Le Royaume-Uni dispose également de deux actifs stratégiques majeurs sur l’île méditerranéenne de Chypre. Le premier est la base aérienne de la Royal Air Force à Akrotiri, où stationne actuellement une présence renforcée de chasseurs Typhoon – près d’une vingtaine. Le second est plus discret: il s’agit de la station d’écoute et de renseignement d’origine électromagnétique (SIGINT), située au sommet de la montagne d’Ayios Nikolaos, connue sous le nom de «Ayia Nik». Cet avant-poste fait partie intégrante des zones de souveraineté britannique sur Chypre. De longue date, l’armée de terre britannique utilise également l’île comme point d’ancrage pour son «bataillon de pointe» (spearhead battalion), une force de déploiement rapide destinée à intervenir en cas de contingence au Moyen-Orient. Les Typhoon de la RAF sont déjà engagés dans l’opération Shader, une mission de surveillance – et ponctuellement de bombardement – contre les groupes djihadistes de l’État islamique (EI) et d’Al-Qaïda en Syrie et en Irak. L’an dernier, au cours d’un bref affrontement entre Israël et l’Iran, des avions de chasse britanniques provenant de Chypre auraient même participé à l’interception de missiles iraniens en route vers Israël.
Par ailleurs, des avions de surveillance britanniques sont très actifs dans la région, notamment à Gaza et au Liban depuis le 7 octobre 2023. Selon plusieurs rapports, au cours des six derniers mois, quelque 80 vols de reconnaissance ont été effectués au large des côtes libanaises, et plus de 150 vols ont eu lieu au-dessus ou à proximité de Gaza durant la même période. La Royal Navy joue également un rôle essentiel dans le maintien de la sécurité maritime, en particulier dans le golfe Persique et le détroit d’Ormuz, où elle coopère étroitement avec les forces navales américaines pour neutraliser les menaces de mines marines. Enfin, le Royaume-Uni conserve une présence militaire réduite en Irak – environ une centaine de militaires – ainsi qu’un accès stratégique à une installation portuaire à Duqm, au sultanat d’Oman, renforçant ainsi sa capacité de projection dans la région.
Dès lors, le Royaume-Uni se retrouve dans une position délicate, où il pourrait être contraint de concilier loyauté atlantique et prudence diplomatique.

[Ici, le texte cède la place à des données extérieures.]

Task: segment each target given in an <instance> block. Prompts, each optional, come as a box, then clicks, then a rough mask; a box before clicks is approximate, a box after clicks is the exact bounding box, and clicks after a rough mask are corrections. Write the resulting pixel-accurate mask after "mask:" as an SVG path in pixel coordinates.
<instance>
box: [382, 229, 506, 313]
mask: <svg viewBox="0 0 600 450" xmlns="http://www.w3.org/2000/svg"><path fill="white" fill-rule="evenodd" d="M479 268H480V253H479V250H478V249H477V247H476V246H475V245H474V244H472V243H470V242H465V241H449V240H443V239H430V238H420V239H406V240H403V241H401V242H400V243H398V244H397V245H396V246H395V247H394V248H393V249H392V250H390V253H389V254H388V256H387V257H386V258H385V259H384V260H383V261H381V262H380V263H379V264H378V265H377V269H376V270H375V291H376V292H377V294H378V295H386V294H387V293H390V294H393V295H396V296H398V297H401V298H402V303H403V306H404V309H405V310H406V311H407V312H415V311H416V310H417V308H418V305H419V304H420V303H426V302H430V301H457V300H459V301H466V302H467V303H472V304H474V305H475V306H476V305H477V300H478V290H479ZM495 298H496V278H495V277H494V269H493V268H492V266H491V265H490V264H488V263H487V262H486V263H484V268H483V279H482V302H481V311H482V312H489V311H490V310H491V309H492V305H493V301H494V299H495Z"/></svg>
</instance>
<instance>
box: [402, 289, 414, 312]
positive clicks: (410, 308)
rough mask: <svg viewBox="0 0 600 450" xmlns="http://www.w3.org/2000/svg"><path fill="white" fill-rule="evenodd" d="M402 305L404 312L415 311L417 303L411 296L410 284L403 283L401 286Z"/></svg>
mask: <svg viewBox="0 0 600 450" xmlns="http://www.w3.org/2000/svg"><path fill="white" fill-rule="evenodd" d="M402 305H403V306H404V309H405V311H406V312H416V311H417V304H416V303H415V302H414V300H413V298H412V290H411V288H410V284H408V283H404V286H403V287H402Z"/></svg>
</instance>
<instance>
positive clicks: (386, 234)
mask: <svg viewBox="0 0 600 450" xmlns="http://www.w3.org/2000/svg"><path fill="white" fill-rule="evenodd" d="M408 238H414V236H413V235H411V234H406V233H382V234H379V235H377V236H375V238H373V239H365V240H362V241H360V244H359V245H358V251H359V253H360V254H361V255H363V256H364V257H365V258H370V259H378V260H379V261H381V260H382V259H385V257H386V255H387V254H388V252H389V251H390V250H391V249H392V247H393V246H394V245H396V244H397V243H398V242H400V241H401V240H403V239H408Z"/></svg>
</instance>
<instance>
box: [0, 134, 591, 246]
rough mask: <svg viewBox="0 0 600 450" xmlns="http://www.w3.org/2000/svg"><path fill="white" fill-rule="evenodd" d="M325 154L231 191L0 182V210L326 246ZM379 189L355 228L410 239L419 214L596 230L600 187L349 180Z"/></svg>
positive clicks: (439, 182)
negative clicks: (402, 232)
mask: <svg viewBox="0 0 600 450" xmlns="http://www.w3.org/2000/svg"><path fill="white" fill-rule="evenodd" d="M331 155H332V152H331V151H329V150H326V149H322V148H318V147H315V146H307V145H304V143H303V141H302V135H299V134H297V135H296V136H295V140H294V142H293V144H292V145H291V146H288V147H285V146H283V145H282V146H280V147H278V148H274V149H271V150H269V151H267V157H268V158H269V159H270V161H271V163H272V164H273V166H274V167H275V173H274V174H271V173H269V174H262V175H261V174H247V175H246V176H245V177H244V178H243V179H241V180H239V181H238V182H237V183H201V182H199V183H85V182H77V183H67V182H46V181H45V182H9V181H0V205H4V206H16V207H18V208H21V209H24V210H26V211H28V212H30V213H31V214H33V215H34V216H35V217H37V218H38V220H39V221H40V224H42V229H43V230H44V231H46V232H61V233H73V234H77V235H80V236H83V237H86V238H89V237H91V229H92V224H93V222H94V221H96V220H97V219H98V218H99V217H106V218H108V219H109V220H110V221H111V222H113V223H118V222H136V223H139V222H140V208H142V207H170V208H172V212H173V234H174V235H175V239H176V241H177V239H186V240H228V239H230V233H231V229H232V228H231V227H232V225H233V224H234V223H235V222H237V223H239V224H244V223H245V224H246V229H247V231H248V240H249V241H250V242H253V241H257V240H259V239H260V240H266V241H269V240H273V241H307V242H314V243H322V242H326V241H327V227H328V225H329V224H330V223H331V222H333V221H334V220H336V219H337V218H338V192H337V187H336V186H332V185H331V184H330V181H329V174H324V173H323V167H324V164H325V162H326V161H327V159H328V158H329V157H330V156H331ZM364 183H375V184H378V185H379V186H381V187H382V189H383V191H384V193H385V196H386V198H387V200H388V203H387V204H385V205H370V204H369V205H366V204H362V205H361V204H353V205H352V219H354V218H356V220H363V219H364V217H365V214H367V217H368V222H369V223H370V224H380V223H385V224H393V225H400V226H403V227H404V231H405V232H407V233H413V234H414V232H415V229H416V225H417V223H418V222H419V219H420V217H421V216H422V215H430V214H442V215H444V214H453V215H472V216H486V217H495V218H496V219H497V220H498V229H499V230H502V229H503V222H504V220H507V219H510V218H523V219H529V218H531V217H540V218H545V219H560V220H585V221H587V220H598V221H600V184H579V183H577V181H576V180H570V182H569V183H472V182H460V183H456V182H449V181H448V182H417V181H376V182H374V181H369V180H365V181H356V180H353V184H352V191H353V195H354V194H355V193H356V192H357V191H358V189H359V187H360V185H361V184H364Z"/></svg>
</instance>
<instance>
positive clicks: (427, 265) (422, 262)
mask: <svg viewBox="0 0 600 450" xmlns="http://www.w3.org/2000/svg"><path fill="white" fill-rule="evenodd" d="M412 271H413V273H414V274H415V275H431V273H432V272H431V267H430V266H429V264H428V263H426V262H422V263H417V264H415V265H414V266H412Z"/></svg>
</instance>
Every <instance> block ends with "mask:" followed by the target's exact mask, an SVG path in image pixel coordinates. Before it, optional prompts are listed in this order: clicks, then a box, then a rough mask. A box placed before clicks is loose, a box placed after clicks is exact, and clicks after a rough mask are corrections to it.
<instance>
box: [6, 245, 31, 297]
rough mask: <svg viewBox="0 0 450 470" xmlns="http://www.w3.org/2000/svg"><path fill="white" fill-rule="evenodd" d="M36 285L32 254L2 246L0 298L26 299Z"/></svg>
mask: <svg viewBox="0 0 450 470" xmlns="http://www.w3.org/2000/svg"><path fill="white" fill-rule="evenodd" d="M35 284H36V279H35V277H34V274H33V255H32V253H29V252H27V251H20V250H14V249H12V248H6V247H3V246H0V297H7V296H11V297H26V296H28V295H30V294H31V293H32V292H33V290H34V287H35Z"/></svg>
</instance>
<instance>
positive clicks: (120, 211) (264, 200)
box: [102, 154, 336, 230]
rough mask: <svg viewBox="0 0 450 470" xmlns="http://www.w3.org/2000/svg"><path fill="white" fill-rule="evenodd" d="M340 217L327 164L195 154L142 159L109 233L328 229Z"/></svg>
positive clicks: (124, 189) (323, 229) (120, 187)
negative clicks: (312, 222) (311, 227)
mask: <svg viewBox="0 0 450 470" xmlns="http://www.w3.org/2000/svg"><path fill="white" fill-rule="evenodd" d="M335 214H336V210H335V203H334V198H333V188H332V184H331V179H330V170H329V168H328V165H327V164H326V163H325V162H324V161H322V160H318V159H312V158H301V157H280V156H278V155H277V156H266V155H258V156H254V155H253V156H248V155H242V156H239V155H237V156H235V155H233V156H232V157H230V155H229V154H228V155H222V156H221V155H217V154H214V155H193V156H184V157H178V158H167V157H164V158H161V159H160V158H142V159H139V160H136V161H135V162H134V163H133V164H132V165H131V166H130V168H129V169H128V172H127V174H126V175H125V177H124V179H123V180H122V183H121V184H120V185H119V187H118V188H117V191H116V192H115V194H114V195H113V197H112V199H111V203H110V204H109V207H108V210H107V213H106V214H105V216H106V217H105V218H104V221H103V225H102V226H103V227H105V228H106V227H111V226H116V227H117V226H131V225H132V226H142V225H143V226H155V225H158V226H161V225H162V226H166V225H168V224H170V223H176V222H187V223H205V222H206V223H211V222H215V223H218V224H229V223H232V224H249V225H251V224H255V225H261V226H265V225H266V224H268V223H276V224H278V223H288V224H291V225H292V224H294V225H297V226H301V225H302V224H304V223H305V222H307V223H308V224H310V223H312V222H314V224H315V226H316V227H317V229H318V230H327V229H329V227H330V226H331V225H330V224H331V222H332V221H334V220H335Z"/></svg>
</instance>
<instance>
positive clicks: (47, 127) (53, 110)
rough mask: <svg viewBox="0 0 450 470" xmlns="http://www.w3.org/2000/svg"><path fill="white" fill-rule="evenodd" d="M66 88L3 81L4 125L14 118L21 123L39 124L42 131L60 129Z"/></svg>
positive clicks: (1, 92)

Avec des effectifs militaires considérables déployés dans la région et au regard de la proximité manifeste entre Washington et Londres, il n’est guère surprenant que la Maison Blanche envisage de solliciter un appui britannique – essentiellement symbolique – dans l’éventualité de frappes contre l’Iran. D’après des informations rapportées par The Daily Telegraph et The Times, cette éventualité aurait été examinée lors d’une réunion d’urgence du cabinet britannique au sein du comité Cobra. Selon une source gouvernementale relayée par ces mêmes journaux, plusieurs scénarios ont été discutés: le refus total de tout soutien, l’autorisation d’utiliser la base de Diego Garcia, la fourniture d’un appui logistique et une intervention militaire en bonne et due forme. Pour l’heure, une offre limitée d’assistance semble être l’option la plus probable. La même source indique que certains ministres ont exprimé leur inquiétude quant aux répercussions sur la «relation spéciale» si le Royaume-Uni venait à rejeter une demande américaine de participation à la campagne aérienne. D’autres préoccupations ont également été soulevées, notamment quant au risque que les troupes britanniques stationnées à Chypre, en Irak, à Oman ou à la RAF Akrotiri soient directement visées en cas de représailles iraniennes.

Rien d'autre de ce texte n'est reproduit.